AU BURKINA FASO, L’ARMÉE DE KABORÉ IMPUISSANTE À ENRAYER LE CHAOS
La situation du Burkina Faso est probablement la plus dramatique. Une descente aux enfers qui s’est accélérée depuis un an, forçant plus d’un demi-million de personnes à fuir leur terre d’origine. Dans un pays longtemps loué pour sa cohésion ethnique, les exactions commises par les bandes armées ont réveillé l’animosité à l’encontre de la minorité Peul, que la majorité Mossi tend désormais à assimiler aux terroristes.

Face à l’ampleur des défis qui pèsent sur l’unité nationale, le gouvernement de Ouagadougou dirigé par Roch Marc Christian Kaboré paraît impuissant, incapable de mettre les forces armées au service de la défense du territoire. En cause : le rôle historique de l’armée, d’abord conçue comme une force de protection coloniale avant de servir de garde prétorienne au détenteur du pouvoir central. L’actuel chef de l’Etat Kaboré n’a jamais caché sa méfiance envers ces unités d’élite jugées fidèles à son prédécesseur Blaise Compaoré au point de fomenter un coup d’Etat (raté) en 2015.

Résultat : l’armée burkinabè est cruellement absente du terrain, et là où elle est présente, c’est avec des moyens dérisoires et une désorganisation patente. « Sous-équipées et mal entraînées » comme le précise le Monde, les forces de sécurité burkinabè ne parviennent pas à endiguer cette vague de violence, ayant récemment entrainé la mise à mort de 34 personnes, dont plusieurs fidèles d’une Eglise protestante dans le nord-est du pays, ainsi que le meurtre de 10 policiers dans le nord.

Signe supplémentaire de dysfonctionnement : pour « épauler » l’armée régulière, le parti présidentiel a encouragé la création de milices Mossis dont les méthodes expéditives, notamment à l’encontre des Peuls, ne font qu’ajouter au chaos ambiant. « Le bilan de la gestion sécuritaire du Burkina Faso par le régime Kaboré est une faillite globale.

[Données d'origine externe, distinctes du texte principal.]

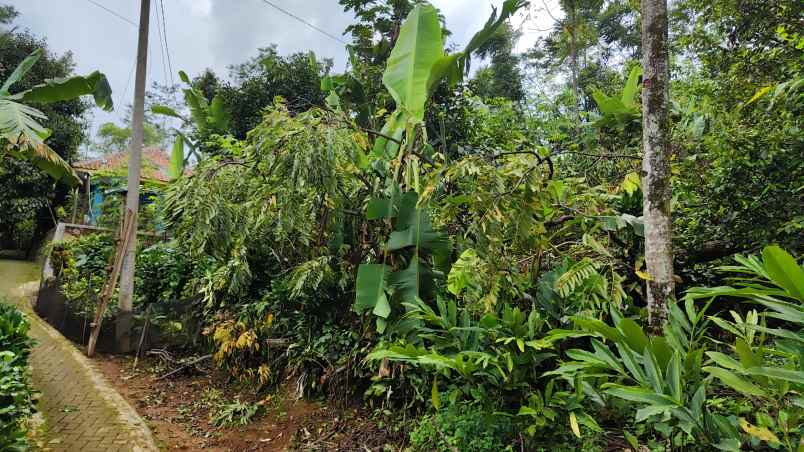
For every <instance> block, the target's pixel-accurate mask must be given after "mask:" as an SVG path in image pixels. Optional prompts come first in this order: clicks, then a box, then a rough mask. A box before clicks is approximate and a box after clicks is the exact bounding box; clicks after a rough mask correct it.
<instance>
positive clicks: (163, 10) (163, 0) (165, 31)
mask: <svg viewBox="0 0 804 452" xmlns="http://www.w3.org/2000/svg"><path fill="white" fill-rule="evenodd" d="M159 5H160V6H161V9H162V37H163V38H164V40H165V53H166V54H167V57H168V69H169V70H170V84H171V86H172V85H175V84H176V82H175V81H174V80H173V62H171V61H170V46H168V43H167V25H166V22H167V19H166V18H165V0H159Z"/></svg>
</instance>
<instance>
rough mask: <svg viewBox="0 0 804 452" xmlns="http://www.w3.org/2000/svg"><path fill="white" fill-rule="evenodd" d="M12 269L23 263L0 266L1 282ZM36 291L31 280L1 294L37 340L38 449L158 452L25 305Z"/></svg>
mask: <svg viewBox="0 0 804 452" xmlns="http://www.w3.org/2000/svg"><path fill="white" fill-rule="evenodd" d="M10 265H27V264H25V263H9V261H0V278H6V273H10V271H4V270H8V268H9V266H10ZM5 283H8V280H6V281H5ZM37 287H38V283H37V282H35V281H34V282H28V283H26V284H21V285H19V286H17V287H16V288H14V289H10V290H8V289H7V290H5V291H3V290H0V292H6V293H5V295H6V296H9V297H10V298H11V299H12V300H13V301H15V302H16V303H17V305H18V306H20V307H21V308H23V309H24V310H25V312H26V313H27V314H28V317H29V318H30V320H31V336H32V337H33V338H34V339H35V340H36V341H37V345H36V346H35V347H34V349H33V351H32V352H31V360H30V361H31V368H32V371H33V383H34V386H35V388H36V389H37V390H38V391H40V392H41V396H40V399H39V406H38V409H39V411H40V412H41V413H42V414H43V415H44V421H45V423H44V427H43V430H44V434H43V436H44V438H43V439H42V440H41V442H40V446H41V448H42V449H43V450H46V451H65V452H73V451H75V452H96V451H97V452H100V451H103V452H107V451H137V452H139V451H143V452H145V451H158V450H159V449H158V448H157V446H156V443H155V442H154V439H153V436H152V435H151V432H150V430H149V429H148V426H147V425H146V424H145V421H144V420H143V419H142V418H141V417H140V416H139V415H138V414H137V412H136V411H135V410H134V409H133V408H132V407H131V405H129V404H128V403H127V402H126V401H125V399H123V397H122V396H121V395H120V394H119V393H118V392H117V391H115V390H114V388H112V386H111V385H110V384H109V383H108V382H107V381H106V380H105V378H104V377H103V376H102V375H101V374H100V373H99V372H98V371H97V370H96V369H94V367H93V365H92V363H91V361H90V360H89V359H87V358H86V357H85V356H84V355H83V354H82V353H81V352H80V351H79V350H78V349H76V348H75V346H74V345H73V344H72V343H70V342H69V341H68V340H67V339H65V338H64V337H63V336H62V335H61V334H60V333H59V332H58V331H56V330H55V329H54V328H52V327H51V326H50V325H49V324H47V323H46V322H45V321H43V320H41V319H40V318H39V317H38V316H37V315H36V314H35V313H33V311H32V310H31V308H30V303H28V300H30V297H31V296H32V295H34V294H35V292H36V289H37ZM0 289H2V288H0ZM8 292H11V293H8Z"/></svg>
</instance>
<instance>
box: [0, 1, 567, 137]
mask: <svg viewBox="0 0 804 452" xmlns="http://www.w3.org/2000/svg"><path fill="white" fill-rule="evenodd" d="M271 1H272V2H273V3H274V4H276V5H278V6H279V7H281V8H283V9H285V10H286V11H289V12H291V13H293V14H296V15H297V16H299V17H302V18H304V19H305V20H307V21H308V22H310V23H312V24H315V25H316V26H317V27H319V28H321V29H323V30H325V31H327V32H329V33H330V34H332V35H335V36H336V37H341V39H343V40H344V41H348V37H346V36H342V33H343V30H344V29H345V28H346V27H347V26H348V25H349V24H350V23H351V22H352V21H353V20H354V18H353V16H352V15H351V14H349V13H346V12H344V11H343V7H341V6H340V5H338V1H337V0H271ZM9 2H10V3H11V4H12V5H14V7H15V8H16V9H17V10H18V11H19V12H20V17H19V18H18V19H17V21H16V22H15V25H17V26H19V27H20V28H23V29H28V30H30V31H31V32H32V33H33V34H35V35H38V36H44V37H46V38H47V41H48V43H49V46H50V49H51V50H52V51H54V52H57V53H63V52H66V51H72V52H73V56H74V60H75V62H76V72H77V73H79V74H85V73H89V72H91V71H93V70H96V69H98V70H100V71H102V72H104V73H105V74H106V76H107V77H108V78H109V82H110V83H111V85H112V90H113V97H114V101H115V110H116V111H115V112H114V113H111V114H109V113H105V112H102V111H99V110H96V113H95V116H94V120H93V123H94V124H93V129H94V128H96V127H97V125H98V124H100V123H103V122H106V121H110V120H111V121H115V120H118V122H119V118H120V115H122V114H124V113H125V105H127V104H129V103H131V98H132V96H133V89H134V88H133V85H134V80H133V72H134V71H133V69H134V59H135V56H136V51H137V48H136V47H137V28H136V27H135V26H134V25H132V24H131V23H129V22H127V21H125V20H123V19H120V18H118V17H116V16H115V15H113V14H112V13H110V12H108V11H106V10H104V9H103V8H101V7H100V6H97V5H96V4H98V5H102V6H104V7H106V8H108V9H109V10H111V11H113V12H115V13H117V14H119V15H120V16H122V17H124V18H126V19H128V20H130V21H131V22H135V23H136V22H137V21H138V20H139V4H140V1H139V0H5V1H3V0H0V3H9ZM161 2H163V4H164V10H165V17H166V25H167V27H166V35H167V42H168V45H169V49H170V56H171V61H172V66H173V70H174V72H176V71H178V70H180V69H181V70H184V71H186V72H187V73H188V74H190V75H191V77H192V76H193V75H194V74H198V73H199V72H201V71H202V70H204V69H206V68H211V69H213V70H214V71H215V72H216V73H218V74H219V75H222V76H225V75H227V74H228V71H227V67H228V66H229V65H232V64H237V63H241V62H244V61H246V60H247V59H248V58H250V57H252V56H254V55H255V54H256V49H257V48H259V47H266V46H268V45H270V44H276V45H277V46H278V47H279V52H280V54H283V55H285V54H290V53H293V52H297V51H308V50H312V51H314V52H315V53H316V54H317V55H318V56H319V57H320V58H332V59H333V60H334V61H335V70H336V71H341V70H343V69H344V67H345V64H346V50H345V48H344V45H343V44H342V43H340V42H338V41H336V40H334V39H332V38H330V37H327V36H326V35H324V34H322V33H320V32H318V31H316V30H313V29H311V28H310V27H307V26H305V25H304V24H302V23H300V22H298V21H296V20H294V19H292V18H290V17H288V16H286V15H284V14H282V13H281V12H279V11H277V10H276V9H274V8H272V7H270V6H269V5H268V4H266V3H264V2H263V0H161ZM161 2H160V0H153V2H152V6H151V13H152V14H151V28H150V39H149V41H150V48H149V62H148V63H149V64H148V80H149V81H148V84H149V85H150V83H151V81H158V82H160V83H165V82H166V81H169V80H170V75H169V74H168V75H167V76H166V75H165V74H166V73H167V72H168V70H167V61H166V59H164V58H163V54H162V52H161V51H160V50H161V49H160V38H161V35H160V29H161V26H162V23H161V9H160V10H159V11H160V14H159V17H157V8H161ZM93 3H96V4H93ZM432 3H433V4H434V5H435V6H437V7H438V8H439V9H440V10H441V11H442V13H443V14H444V16H445V17H446V22H447V27H448V28H449V29H450V30H451V31H452V32H453V36H452V37H451V41H452V42H454V43H457V44H458V45H459V46H461V47H462V46H463V45H464V44H466V42H467V41H468V40H469V38H470V37H471V35H472V34H474V33H475V32H476V31H477V30H479V29H480V27H482V25H483V23H484V22H485V21H486V20H487V19H488V16H489V14H490V13H491V8H492V5H497V6H499V5H500V4H501V3H502V0H432ZM534 3H535V4H537V5H538V6H539V8H540V9H542V11H538V10H533V11H531V16H530V17H531V19H530V20H529V21H527V23H526V24H525V25H524V26H523V27H522V30H523V31H524V32H525V33H524V35H523V38H522V39H521V41H520V42H519V48H520V49H526V48H528V47H530V46H531V45H532V44H533V42H534V41H535V40H536V39H537V38H538V36H539V34H540V32H538V31H537V30H538V29H545V28H548V27H549V26H550V24H551V22H552V19H550V17H549V16H548V15H547V14H546V13H545V12H544V11H543V8H544V7H543V6H542V5H543V3H542V2H541V0H539V1H536V2H534ZM555 3H556V0H550V1H547V3H546V4H547V5H548V6H550V7H551V8H552V11H551V12H552V13H553V15H556V14H557V13H558V8H557V7H555V6H554V5H555ZM523 21H525V16H524V15H520V17H518V18H516V20H515V21H514V22H515V26H517V27H519V26H520V24H522V23H523ZM174 78H176V79H178V77H176V75H175V74H174Z"/></svg>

La sécurité est le terreau indispensable de tout développement d’un pays » déplore Eddie Komboïgo, président du Congrès pour la Démocratie et le Progrès (CDP) et candidat à l’élection présidentielle 2020.

AU TCHAD, UNE PLUS GRANDE MAÎTRISE DES FORCES ARMÉES
Situation différente au Tchad, où le pouvoir parvient à maintenir son rôle régalien grâce à une meilleure maîtrise de ses forces armées. Avec la présence djihadiste, l’activisme de Boko Haram et la proximité de la Libye déliquescente, le pays doit faire face à une multiplicité de menaces. Un impératif de vigilance permanente qui a contribué à faire des militaires tchadiens les plus nombreux et les plus aguerris de la région.

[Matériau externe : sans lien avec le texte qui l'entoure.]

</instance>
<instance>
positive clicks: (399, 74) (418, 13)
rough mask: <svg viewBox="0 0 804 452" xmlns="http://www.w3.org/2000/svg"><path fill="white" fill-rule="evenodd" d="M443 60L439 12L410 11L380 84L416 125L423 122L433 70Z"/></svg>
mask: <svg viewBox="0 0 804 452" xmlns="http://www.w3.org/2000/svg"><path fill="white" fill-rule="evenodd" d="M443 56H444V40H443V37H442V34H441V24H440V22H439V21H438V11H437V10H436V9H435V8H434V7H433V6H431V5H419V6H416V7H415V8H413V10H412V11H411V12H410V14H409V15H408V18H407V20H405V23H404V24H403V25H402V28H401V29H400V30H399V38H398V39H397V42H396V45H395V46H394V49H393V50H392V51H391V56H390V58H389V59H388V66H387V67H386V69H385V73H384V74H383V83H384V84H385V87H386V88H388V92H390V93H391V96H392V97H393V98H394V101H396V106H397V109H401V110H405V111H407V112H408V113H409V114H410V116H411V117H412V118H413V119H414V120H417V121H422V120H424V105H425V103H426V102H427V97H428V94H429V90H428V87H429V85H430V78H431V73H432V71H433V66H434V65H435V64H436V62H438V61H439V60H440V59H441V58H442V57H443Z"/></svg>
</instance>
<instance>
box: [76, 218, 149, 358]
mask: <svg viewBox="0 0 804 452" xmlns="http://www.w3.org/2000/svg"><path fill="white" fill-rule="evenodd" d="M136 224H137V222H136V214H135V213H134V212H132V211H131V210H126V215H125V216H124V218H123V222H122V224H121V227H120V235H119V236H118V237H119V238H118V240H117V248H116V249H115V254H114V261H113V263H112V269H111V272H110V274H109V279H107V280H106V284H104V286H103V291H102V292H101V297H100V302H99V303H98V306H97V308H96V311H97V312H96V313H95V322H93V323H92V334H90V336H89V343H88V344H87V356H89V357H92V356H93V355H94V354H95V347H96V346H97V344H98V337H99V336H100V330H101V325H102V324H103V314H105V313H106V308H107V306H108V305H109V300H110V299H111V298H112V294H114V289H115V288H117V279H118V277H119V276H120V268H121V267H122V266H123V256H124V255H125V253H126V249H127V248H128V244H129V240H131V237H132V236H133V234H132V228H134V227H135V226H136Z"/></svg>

Les relations entre l’armée et le pouvoir diffèrent largement de celles qui prévalent au Burkina Faso : les unités d’élite qui ont fait la réputation de l’armée tchadienne sont particulièrement proches du pouvoir. Fidèles à Idriss Déby Itno, les soldats de la Direction Générale de Service de Sécurité des Institutions de l’État sont aujourd’hui en première ligne dans le combat contre les djhadistes. Au point que l’armée tchadienne en vient à suppléer celle des Etats défaillants dans le cadre du G5 Sahel. N’Djamena s’apprête à déployer un bataillon aux côtés des troupes françaises dans le fuseau central, zone considérée comme la plus critique dans la lutte contre le terrorisme.

Si elle ne saurait expliquer à elle seule la différence de situations entre des pays en proie à des menaces similaires mais différentes en termes d’intensité, la capacité des capitales à déployer des forces régulières sur le terrain est un paramètre clé dans l’évolution de la situation au Sahel. Un paramètre qui entre en ligne de compte à l’heure où la montée des forces de déstabilisation incite à un redéploiement des moyens militaires dans la région.